Das erste bemerkenswerte an der FPÖ ist, dass sie aktuell versucht, den Antisemitismus, den sie kontinuierlich bedient hat, etwas in den Hintergrund zu drängen und durch den Anti-Islamismus abzulösen. Wobei der Anti-Islamismus durch eine spezifische Türkei-Phobie noch aufgeladen wird, die auf die Türkenbelagerungen Bezug nimmt. Das nimmt dann schon groteske Züge an, wie etwa aktuell in einem Comic der FPÖ, der sich vordergründig an Kinder richtet und Heinz-Christian Strache (FPÖ-Parteichef) als „Prinz Eugen“ wieder auferstehen lässt. Die FPÖ saugt wie ein Schwamm die Erfahrungen aller rechtsextremen und rechtspopulistischen Parteien auf, bezieht sich auch auf solche Parteien, die mit der FPÖ wenig bis nichts zu tun haben wollen. Der Anti-Islamismus ist nur eine Chiffre für Rassismus und Hetze, die Parteien wie die FPÖ wie das Brot zum Leben brauchen.
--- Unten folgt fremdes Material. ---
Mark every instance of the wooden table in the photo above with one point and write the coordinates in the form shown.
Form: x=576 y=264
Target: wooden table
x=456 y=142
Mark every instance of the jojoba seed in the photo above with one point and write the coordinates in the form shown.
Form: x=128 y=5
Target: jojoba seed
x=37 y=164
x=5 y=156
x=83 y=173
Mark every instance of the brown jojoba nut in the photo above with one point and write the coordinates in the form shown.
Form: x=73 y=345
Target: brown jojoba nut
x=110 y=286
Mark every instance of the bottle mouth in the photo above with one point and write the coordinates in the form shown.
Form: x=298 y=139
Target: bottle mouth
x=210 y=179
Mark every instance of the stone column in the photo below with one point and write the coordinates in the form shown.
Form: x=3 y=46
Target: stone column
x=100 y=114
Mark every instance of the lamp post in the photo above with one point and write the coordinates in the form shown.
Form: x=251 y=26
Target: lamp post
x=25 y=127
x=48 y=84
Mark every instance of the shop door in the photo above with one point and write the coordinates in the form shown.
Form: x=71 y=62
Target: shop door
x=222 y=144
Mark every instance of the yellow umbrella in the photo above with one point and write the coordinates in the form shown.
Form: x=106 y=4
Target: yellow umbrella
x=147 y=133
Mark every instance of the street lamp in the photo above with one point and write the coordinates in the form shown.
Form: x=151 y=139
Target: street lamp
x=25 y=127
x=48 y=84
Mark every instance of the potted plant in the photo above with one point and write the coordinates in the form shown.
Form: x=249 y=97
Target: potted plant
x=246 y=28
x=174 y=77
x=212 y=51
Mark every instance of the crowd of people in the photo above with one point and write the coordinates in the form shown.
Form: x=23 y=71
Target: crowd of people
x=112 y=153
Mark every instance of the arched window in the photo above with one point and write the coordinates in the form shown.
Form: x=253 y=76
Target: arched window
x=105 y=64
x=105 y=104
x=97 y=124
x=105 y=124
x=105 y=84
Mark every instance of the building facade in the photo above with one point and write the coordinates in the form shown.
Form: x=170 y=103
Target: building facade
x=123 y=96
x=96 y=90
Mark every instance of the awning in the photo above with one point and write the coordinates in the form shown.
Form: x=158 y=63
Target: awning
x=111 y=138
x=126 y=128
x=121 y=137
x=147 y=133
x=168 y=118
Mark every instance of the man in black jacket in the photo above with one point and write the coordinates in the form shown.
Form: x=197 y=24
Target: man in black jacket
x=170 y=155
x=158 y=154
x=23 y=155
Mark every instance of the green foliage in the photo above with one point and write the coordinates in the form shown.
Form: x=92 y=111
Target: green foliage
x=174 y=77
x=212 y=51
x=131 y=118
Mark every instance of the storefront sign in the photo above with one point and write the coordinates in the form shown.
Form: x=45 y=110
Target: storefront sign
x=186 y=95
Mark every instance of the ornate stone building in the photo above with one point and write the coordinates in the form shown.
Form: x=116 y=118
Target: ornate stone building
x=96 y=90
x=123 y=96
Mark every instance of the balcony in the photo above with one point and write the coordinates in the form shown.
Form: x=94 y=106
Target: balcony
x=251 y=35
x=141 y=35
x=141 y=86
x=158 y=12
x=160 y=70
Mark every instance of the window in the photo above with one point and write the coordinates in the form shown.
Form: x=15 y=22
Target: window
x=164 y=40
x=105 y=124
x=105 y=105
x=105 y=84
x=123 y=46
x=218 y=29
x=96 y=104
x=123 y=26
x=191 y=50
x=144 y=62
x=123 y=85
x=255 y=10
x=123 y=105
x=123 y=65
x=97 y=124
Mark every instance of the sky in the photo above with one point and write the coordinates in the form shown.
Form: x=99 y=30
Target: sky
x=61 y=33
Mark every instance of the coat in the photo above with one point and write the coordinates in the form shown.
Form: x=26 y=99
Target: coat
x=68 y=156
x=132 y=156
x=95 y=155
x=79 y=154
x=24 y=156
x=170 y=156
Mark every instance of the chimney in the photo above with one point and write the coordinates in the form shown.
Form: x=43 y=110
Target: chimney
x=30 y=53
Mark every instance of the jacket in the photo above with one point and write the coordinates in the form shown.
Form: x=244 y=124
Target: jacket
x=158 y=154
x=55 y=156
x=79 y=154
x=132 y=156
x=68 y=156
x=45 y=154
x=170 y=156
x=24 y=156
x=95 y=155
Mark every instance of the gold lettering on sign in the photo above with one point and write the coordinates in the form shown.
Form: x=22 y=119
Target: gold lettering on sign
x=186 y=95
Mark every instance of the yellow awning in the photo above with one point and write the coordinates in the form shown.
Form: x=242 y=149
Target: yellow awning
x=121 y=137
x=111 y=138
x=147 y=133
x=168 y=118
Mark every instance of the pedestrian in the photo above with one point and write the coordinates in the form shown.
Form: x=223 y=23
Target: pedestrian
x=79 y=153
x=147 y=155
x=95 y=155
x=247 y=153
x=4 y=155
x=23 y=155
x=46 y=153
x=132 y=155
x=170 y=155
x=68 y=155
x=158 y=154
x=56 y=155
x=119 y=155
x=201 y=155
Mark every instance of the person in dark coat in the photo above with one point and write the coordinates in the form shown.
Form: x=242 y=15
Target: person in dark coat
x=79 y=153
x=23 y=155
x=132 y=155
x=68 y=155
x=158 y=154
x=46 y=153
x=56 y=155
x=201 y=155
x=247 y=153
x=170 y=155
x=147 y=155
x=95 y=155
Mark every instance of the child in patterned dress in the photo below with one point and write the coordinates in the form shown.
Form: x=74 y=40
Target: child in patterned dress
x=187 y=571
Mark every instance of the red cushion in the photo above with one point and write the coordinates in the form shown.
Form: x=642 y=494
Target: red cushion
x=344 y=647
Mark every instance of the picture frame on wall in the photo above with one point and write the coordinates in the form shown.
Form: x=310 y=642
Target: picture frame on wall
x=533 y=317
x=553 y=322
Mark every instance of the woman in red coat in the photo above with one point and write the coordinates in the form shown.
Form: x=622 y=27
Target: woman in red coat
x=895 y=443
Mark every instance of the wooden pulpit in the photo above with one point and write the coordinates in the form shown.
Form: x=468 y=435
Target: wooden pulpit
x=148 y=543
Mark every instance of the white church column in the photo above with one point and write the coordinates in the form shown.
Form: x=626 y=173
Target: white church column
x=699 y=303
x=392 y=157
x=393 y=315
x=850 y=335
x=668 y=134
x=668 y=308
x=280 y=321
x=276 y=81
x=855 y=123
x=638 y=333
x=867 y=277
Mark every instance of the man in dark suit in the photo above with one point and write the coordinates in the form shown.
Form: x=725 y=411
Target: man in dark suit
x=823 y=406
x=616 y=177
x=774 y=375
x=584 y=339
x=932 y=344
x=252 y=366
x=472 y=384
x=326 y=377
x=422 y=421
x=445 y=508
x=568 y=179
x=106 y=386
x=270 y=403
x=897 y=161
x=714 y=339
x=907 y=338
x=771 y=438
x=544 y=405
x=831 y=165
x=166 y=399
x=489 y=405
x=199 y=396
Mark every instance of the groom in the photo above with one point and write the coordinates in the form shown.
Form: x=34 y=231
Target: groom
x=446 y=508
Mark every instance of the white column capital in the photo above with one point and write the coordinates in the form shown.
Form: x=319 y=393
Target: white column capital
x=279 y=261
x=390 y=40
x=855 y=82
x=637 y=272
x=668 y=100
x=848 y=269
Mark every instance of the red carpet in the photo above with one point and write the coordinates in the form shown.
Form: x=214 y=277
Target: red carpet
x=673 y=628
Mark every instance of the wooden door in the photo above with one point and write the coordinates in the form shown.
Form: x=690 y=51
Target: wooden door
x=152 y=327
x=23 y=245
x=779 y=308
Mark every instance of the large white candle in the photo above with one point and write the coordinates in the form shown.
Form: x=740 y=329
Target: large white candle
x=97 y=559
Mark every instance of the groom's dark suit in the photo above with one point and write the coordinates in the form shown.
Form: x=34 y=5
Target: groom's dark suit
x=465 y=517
Das zweite bemerkenswerte ist ja, dass über die alte Klammer Antisemitismus (bzw. Antizionismus) ja gerade die FPÖ bemerkenswert intensive Beziehungen zu arabischen bzw. muslimischen Potentaten aufgebaut hat und noch immer praktiziert. Haiders Connections in den Irak, nach Libyen usw. waren ja legendär, die heutige FPÖ unter Strache sympathisiert mehr mit Ahmadinejad.
Welches Verhältnis hat die FPÖ zu anderen rechtspopulistischen Parteien und Personen in Europa, speziell zur Person Geert Wilders und seiner „Partij voor de Vrijheid“ (Partei für die Freiheit)?
Ich glaube, die FPÖ würde gerne ihre Beziehungen intensivieren, aber Geert Wilders (noch) nicht. Mit den angebräunten Schmuddelkindern aus Österreich kann man in den Niederlanden keine Sympathien holen. Die FPÖ ist jedenfalls nicht wählerisch: der Spannungsbogen reicht von den bulgarischen Ataka-Faschisten über Jobbik in Ungarn bis hin zum Front National (Frankreich), zur Lega Nord (Italien) oder auch der Schweizerischen Volkspartei (SVP). Die hat sich vor Jahren noch deutlich von der FPÖ abgegrenzt – mittlerweile hat ihr Kampagnenleiter den Wahlkampf der FPÖ-Steiermark organisiert.
Bisher kooperierte die FPÖ in Deutschland mit der so genannten „Pro“-Bewegung, nun tritt mit Sabaditsch-Wolff eine scheinbar der FPÖ-Akademie nahestehende Person bei „Pax Europa“ auf, deren Landesvorsitzender René Stadtkewitz kündigte kürzlich die Gründung einer eigenen Partei („Die Freiheit“) an und distanzierte sich öffentlich von den „Pro“-Gruppierungen. Wie bewerten Sie das?
Sabaditsch-Wolff ist jedenfalls kein bekennendes FPÖ-Mitglied. Sie war und ist Vortragende bei der Politischen Akademie der FPÖ, dem Freiheitlichen Bildungsinstitut. Die „Bürgerbewegung Pax Europa“, mit der Frau Sabaditsch-Wolff verbunden ist, kennt kein Mensch in Österreich – vermutlich auch in der BRD nicht. Die FPÖ hat Kontakte zu den „Pro“-Gruppierungen, zur DVU und den Republikanern (solange sie existent waren) und auch zur NPD. Manchmal weiß man nicht mehr, wer wen kopiert. Die FPÖ sucht beständig Bündnispartner, weil sie auf EU-Ebene doch noch ziemlich isoliert ist. Dabei stolpert sie immer wieder über historisch aufgeladene Konflikte: über Südtirol mit den italienischen Faschisten, über die Oder-Neisse-Grenze mit der Rechten in Polen usw.
Herr Öllinger, vielen Dank für das Gespräch!
Der studierte Politologe und Germanist Karl Öllinger (Jahrgang 1951) ist seit 1994 Abgeordneter im österreichischen Nationalrat und derzeit für die grüne Fraktion Sprecher für Sozial- und SeniorInnenpolitik.